Performance Tuning
You can enable the CPU high-performance mode, Transparent Huge Pages (THP), and jemalloc optimization to improve performance. The three modes are independent of each other. You can enable one or more of them.
When a 192-core server processes low-concurrency long-sequence jobs, the CPU load tends to be high. As a result, the CPU becomes a system bottleneck, causing TPOP performance fluctuation and deterioration. You are advised to perform optimization by referring to this section.
Enabling the CPU High-Performance Mode and THP
Run the following commands on the bare-metal server (BMS) to enable high-performance CPU mode and THP to improve performance.

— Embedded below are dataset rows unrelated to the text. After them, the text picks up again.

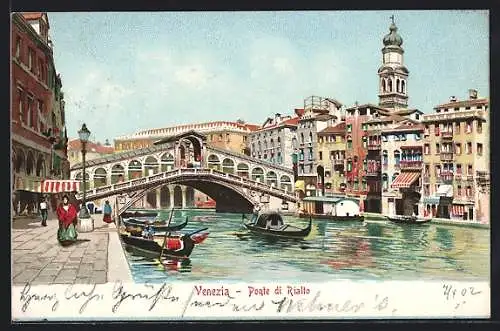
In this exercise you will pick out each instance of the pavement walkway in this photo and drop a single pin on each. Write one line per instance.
(38, 258)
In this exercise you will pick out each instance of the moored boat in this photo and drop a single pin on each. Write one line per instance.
(407, 219)
(135, 227)
(359, 218)
(177, 246)
(271, 224)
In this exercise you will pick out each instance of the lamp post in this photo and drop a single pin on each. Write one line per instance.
(86, 222)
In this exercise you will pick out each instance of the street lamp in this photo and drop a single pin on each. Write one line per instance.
(84, 135)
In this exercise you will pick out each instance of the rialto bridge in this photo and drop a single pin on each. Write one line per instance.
(167, 174)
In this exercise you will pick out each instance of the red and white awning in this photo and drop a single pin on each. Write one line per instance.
(457, 210)
(58, 186)
(405, 179)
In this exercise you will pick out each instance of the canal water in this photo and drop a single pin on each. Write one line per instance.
(333, 250)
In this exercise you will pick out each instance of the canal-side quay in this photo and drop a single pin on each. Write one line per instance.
(37, 257)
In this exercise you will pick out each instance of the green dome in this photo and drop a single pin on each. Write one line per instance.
(393, 38)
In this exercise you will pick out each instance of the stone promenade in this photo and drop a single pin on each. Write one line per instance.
(38, 258)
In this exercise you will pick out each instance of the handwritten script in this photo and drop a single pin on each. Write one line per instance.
(230, 300)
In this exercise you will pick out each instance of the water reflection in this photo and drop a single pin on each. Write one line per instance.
(333, 250)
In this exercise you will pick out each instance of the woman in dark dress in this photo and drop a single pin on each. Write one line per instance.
(67, 216)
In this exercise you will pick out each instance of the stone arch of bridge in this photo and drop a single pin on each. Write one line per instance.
(228, 198)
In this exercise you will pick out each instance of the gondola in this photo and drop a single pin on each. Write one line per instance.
(271, 224)
(176, 246)
(407, 219)
(352, 218)
(136, 227)
(139, 213)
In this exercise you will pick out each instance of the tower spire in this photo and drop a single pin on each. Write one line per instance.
(393, 75)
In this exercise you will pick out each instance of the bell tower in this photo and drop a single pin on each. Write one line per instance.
(393, 75)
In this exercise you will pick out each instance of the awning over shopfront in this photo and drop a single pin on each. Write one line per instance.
(300, 185)
(432, 200)
(405, 179)
(445, 191)
(58, 186)
(457, 210)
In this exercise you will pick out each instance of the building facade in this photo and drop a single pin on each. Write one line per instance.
(39, 141)
(319, 113)
(456, 160)
(332, 156)
(273, 141)
(232, 136)
(401, 168)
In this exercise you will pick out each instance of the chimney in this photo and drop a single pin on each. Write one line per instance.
(472, 94)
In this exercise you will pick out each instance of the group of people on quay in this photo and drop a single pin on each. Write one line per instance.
(67, 215)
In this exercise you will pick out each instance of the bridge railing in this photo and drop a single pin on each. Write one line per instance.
(237, 180)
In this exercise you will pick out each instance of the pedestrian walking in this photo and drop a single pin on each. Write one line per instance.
(107, 213)
(67, 216)
(44, 211)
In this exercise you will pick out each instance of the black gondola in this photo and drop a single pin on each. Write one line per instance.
(135, 227)
(181, 248)
(407, 219)
(271, 224)
(139, 213)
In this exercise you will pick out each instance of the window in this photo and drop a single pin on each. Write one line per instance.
(20, 96)
(468, 149)
(469, 170)
(427, 149)
(29, 113)
(479, 149)
(30, 58)
(18, 47)
(468, 127)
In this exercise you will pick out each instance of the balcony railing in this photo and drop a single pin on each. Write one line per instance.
(446, 177)
(447, 135)
(373, 147)
(410, 164)
(446, 156)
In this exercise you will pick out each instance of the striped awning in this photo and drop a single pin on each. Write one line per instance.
(405, 179)
(457, 210)
(58, 186)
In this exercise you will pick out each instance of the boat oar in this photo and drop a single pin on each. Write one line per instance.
(196, 231)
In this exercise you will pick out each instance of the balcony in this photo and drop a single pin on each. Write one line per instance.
(447, 135)
(446, 177)
(373, 147)
(410, 164)
(446, 156)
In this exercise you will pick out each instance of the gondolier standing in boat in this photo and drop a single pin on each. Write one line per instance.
(107, 213)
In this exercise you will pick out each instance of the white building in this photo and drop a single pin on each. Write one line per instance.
(273, 141)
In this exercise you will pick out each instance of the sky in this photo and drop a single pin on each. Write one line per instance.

- Enabling high-performance CPU mode increases TPS by approximately 3% while maintaining the same latency constraint.
cpupower -c all frequency-set -g performance
- Enabling THP results in more stable throughput, as demonstrated by multiple tests.
echo always > /sys/kernel/mm/transparent_hugepage/enabled
The service process may compete with model execution processes for CPU resources, leading to fluctuations in performance and latency. To mitigate the impact of CPU contention, you can manually bind the service process to an odd-numbered CPU core when starting the service. The detailed method is as follows:
- Run the lscpu command to view the CPU configuration of the system.
lscpu
Information similar to the following is displayed:
NUMA: NUMA node(s): 8 NUMA node0 CPU(s): 0-23 NUMA node1 CPU(s): 24-47 NUMA node2 CPU(s): 48-71 NUMA node3 CPU(s): 72-95 NUMA node4 CPU(s): 96-119 NUMA node5 CPU(s): 120-143 NUMA node6 CPU(s): 144-167 NUMA node7 CPU(s): 168-191
- Run the taskset -c command to bind the service process to an odd-numbered CPU core and start the process.
taskset -c $cpus ./bin/mindieservice_daemon
$cpus corresponds to the value of node1, node3, node5, or node7 in the CPU configuration command output.
- Run the lscpu command to view the CPU configuration of the system.
Enabling jemalloc Optimization
To optimize jemalloc, you need to compile the jemalloc dynamic link library and import the compiled dynamic link library to the script. The procedure is as follows:
- Click the link to download the jemalloc source code, and refer to the INSTALL.md file for compilation and installation.
- Before starting the service, import the jemalloc dynamic link library to the environment by running the following command:
export LD_PRELOAD="{$path_to_lib}/libjemalloc.so:$LD_PRELOAD"In the preceding command, path_to_lib indicates the path of libjemalloc.so.